A torre da Central do Brasil, no Rio de Janeiro, com seu imenso e icônico relógio, fazia parte da minha paisagem diária, eu não conseguia mais reparar nos detalhes, nas nuances do lugar. Idas e vindas, embarcando e desembarcando de um trem, do Centro a Madureira e de Madureira ao Centro, todos os dias. Como as duas pontas do meu destino fervilhavam de gente e de sons, aprendi a ser alheio, como um Buda meditando em meio ao caos. Quem mora no subúrbio de uma cidade em tormenta como o Rio, se esquece da beleza das coisas, do pulsar surpreendente da vida, a rotina é feita de filas, de transportes apertados, de viagens longas e demoradas, do mau humor do próximo e de uma interminável ansiedade pessoal.
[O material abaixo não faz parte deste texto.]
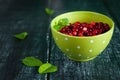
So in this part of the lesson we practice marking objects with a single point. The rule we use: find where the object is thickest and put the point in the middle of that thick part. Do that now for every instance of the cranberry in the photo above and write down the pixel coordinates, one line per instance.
(85, 29)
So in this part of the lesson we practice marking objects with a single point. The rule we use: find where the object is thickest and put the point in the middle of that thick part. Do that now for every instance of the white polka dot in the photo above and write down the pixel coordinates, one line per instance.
(79, 55)
(91, 41)
(67, 49)
(90, 50)
(78, 47)
(56, 38)
(103, 42)
(88, 57)
(66, 39)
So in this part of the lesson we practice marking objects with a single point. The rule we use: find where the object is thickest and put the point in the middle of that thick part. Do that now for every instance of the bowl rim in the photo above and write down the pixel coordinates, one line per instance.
(112, 27)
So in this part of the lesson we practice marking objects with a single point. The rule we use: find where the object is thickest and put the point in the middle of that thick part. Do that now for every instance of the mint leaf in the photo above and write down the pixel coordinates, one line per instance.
(49, 11)
(47, 68)
(57, 27)
(31, 61)
(63, 22)
(21, 36)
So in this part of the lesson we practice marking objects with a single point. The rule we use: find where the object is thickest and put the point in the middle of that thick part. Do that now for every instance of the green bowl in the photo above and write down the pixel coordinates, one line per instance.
(82, 48)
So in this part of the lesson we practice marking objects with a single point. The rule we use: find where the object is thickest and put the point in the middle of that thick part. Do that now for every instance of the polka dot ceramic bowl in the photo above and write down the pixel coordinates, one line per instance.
(82, 48)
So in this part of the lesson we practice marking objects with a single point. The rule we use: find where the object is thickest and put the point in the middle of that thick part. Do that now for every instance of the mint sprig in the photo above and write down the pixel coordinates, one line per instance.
(43, 67)
(47, 68)
(21, 36)
(49, 11)
(31, 61)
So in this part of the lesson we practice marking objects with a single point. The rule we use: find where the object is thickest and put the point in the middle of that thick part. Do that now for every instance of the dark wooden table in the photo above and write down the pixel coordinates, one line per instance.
(28, 15)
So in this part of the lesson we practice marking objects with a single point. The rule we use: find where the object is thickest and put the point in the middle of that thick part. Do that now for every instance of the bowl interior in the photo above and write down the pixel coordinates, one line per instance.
(83, 16)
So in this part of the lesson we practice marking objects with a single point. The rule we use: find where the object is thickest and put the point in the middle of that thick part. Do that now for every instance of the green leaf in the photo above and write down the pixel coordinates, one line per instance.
(49, 11)
(47, 68)
(21, 36)
(31, 61)
(63, 22)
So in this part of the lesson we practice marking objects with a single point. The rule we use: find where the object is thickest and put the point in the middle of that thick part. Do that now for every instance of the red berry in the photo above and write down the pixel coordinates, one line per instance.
(85, 29)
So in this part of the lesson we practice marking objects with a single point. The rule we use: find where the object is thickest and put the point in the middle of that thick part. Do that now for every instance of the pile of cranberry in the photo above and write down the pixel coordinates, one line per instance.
(85, 29)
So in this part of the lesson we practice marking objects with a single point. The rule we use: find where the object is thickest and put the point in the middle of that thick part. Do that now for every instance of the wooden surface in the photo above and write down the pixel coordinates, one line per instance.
(28, 15)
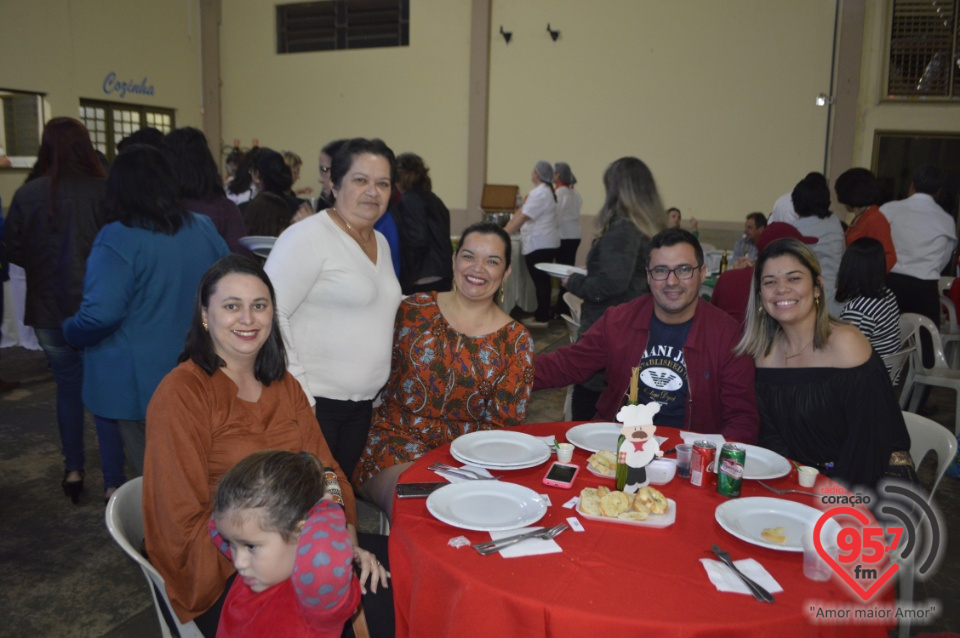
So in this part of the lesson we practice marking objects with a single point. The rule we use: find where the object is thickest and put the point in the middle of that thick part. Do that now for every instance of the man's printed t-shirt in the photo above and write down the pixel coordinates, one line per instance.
(663, 371)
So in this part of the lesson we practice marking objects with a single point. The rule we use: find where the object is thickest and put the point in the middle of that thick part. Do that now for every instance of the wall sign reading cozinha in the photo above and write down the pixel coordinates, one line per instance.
(112, 85)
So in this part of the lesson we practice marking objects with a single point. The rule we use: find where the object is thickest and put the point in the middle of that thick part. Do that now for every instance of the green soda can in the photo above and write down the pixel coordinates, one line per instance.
(730, 470)
(621, 466)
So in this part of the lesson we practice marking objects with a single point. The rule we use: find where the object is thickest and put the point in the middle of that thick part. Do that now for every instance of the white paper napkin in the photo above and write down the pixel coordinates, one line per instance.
(725, 580)
(529, 547)
(456, 479)
(690, 437)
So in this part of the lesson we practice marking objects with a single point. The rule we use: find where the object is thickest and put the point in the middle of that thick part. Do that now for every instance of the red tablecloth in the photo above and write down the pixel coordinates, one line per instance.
(611, 580)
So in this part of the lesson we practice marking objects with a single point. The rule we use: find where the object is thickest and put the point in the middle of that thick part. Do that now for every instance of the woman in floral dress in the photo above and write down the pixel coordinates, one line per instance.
(460, 364)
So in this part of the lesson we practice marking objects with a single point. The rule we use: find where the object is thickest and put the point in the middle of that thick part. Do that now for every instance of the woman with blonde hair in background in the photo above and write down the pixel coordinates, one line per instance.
(631, 214)
(824, 396)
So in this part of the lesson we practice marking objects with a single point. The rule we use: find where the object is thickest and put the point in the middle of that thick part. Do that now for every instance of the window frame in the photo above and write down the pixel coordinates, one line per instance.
(144, 112)
(339, 25)
(952, 82)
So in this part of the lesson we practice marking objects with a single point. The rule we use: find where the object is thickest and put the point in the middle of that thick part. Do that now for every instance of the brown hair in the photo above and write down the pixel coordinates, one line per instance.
(283, 484)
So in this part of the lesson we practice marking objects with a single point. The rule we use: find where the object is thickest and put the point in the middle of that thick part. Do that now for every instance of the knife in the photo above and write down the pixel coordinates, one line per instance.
(758, 592)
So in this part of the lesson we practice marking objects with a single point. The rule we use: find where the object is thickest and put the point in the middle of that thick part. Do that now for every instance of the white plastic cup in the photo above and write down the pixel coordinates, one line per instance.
(684, 450)
(814, 566)
(807, 475)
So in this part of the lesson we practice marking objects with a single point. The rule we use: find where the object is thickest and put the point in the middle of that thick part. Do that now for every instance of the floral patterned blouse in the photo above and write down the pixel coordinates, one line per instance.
(444, 384)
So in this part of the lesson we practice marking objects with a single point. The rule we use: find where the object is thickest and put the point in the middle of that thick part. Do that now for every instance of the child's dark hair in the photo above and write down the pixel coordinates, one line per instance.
(284, 484)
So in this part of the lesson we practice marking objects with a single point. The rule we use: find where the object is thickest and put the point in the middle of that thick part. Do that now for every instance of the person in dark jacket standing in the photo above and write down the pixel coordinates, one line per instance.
(52, 222)
(425, 248)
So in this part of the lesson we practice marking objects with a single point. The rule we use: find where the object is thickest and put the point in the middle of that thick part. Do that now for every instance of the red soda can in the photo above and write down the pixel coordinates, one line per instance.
(701, 462)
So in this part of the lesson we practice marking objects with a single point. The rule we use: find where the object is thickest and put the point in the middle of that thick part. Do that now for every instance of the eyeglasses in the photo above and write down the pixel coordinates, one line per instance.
(662, 273)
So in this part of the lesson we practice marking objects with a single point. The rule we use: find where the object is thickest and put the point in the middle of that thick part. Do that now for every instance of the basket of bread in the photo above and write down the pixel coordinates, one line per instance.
(647, 508)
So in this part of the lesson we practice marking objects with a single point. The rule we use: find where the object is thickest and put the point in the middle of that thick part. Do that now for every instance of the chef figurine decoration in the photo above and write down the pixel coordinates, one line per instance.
(637, 446)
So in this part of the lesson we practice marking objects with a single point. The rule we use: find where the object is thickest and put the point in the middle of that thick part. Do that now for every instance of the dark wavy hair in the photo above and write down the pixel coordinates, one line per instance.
(863, 271)
(283, 485)
(242, 178)
(267, 214)
(343, 160)
(857, 187)
(413, 174)
(193, 165)
(672, 237)
(489, 228)
(275, 175)
(65, 151)
(271, 363)
(811, 196)
(142, 192)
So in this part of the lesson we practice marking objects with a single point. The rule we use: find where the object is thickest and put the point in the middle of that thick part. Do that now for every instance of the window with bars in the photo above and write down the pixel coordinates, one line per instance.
(342, 24)
(110, 122)
(924, 55)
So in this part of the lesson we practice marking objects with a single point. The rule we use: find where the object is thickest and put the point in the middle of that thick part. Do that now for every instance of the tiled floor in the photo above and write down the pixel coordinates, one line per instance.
(65, 576)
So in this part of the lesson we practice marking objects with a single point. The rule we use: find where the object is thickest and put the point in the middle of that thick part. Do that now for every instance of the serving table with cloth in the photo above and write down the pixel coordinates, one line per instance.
(611, 580)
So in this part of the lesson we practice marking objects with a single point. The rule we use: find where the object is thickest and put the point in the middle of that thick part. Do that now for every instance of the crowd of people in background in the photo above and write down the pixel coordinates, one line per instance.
(193, 356)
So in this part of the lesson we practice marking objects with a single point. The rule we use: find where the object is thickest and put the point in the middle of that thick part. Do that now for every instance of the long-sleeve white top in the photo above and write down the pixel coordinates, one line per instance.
(336, 309)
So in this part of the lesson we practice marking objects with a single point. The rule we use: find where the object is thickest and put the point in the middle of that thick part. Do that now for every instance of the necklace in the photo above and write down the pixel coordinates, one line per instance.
(787, 357)
(349, 227)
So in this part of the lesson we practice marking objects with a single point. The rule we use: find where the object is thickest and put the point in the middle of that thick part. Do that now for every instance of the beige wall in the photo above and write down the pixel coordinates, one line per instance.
(414, 97)
(716, 97)
(65, 48)
(877, 114)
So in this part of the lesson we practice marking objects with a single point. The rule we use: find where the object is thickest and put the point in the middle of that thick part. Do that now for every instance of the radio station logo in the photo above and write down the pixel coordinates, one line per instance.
(903, 533)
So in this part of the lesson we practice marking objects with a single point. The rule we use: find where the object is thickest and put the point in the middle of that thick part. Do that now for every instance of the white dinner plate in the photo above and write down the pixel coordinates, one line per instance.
(500, 448)
(746, 518)
(763, 463)
(666, 519)
(559, 270)
(597, 436)
(486, 506)
(594, 437)
(500, 468)
(259, 245)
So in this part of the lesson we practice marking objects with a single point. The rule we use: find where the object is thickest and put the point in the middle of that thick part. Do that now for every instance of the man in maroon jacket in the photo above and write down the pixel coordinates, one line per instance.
(682, 345)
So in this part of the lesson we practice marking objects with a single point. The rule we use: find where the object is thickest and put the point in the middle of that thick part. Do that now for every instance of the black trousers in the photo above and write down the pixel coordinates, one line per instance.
(345, 425)
(541, 280)
(921, 296)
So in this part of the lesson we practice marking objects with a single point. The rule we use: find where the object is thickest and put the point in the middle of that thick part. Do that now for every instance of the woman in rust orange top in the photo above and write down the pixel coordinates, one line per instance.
(230, 396)
(460, 364)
Some-se a tudo isso o trabalho de balconista numa farmácia, consolando idosos enfermos, vendendo a esperança dos emplastros, ouvindo queixas e dores, tentando me manter imune àquela epidemia de rostos contorcidos por alguma doença.  Não, não é o inferno. Bem-vindos ao meu mundo.

Meu avô costumava dizer que as pernas não servem apenas para andar, elas são pontes entre os olhos e tudo o que existe, mas ignoramos. Saindo do expediente, atravessando o Campo de Santana, sinto um repuxar na minha calça. Sentado no chão, maltrapilho, um menino de uns 15 anos de idade me perguntou se eu tinha um livro para dar. Provavelmente, me viu carregando apostilas embaixo do braço, eu continuava estudando para manter acesa a chama de passar num concurso público.

- Esses livros são do trabalho, não posso dar – respondi.

- Gosto de ler, padrinho. Não tem nenhum livro pra me dar? – Insiste.

- Você fica aqui todos os dias? Estará aqui amanhã?

- Moro aqui, padrinho – ele confirma.

O menino me comoveu e prometi levar qualquer livro no dia seguinte. Chegando em casa, vasculhei gavetas, armários, dispensas e consegui encontrar exemplares antigos, com páginas amareladas, de títulos do Monteiro Lobato lidos nos tempos de colégio. Escolhi doar o “Dom Quixote das crianças”. Orgulhoso por saber que poderia cumprir a promessa que fiz ao garoto, coloquei o livro numa sacola e me entreguei ao sono que me conduziria ao dia seguinte.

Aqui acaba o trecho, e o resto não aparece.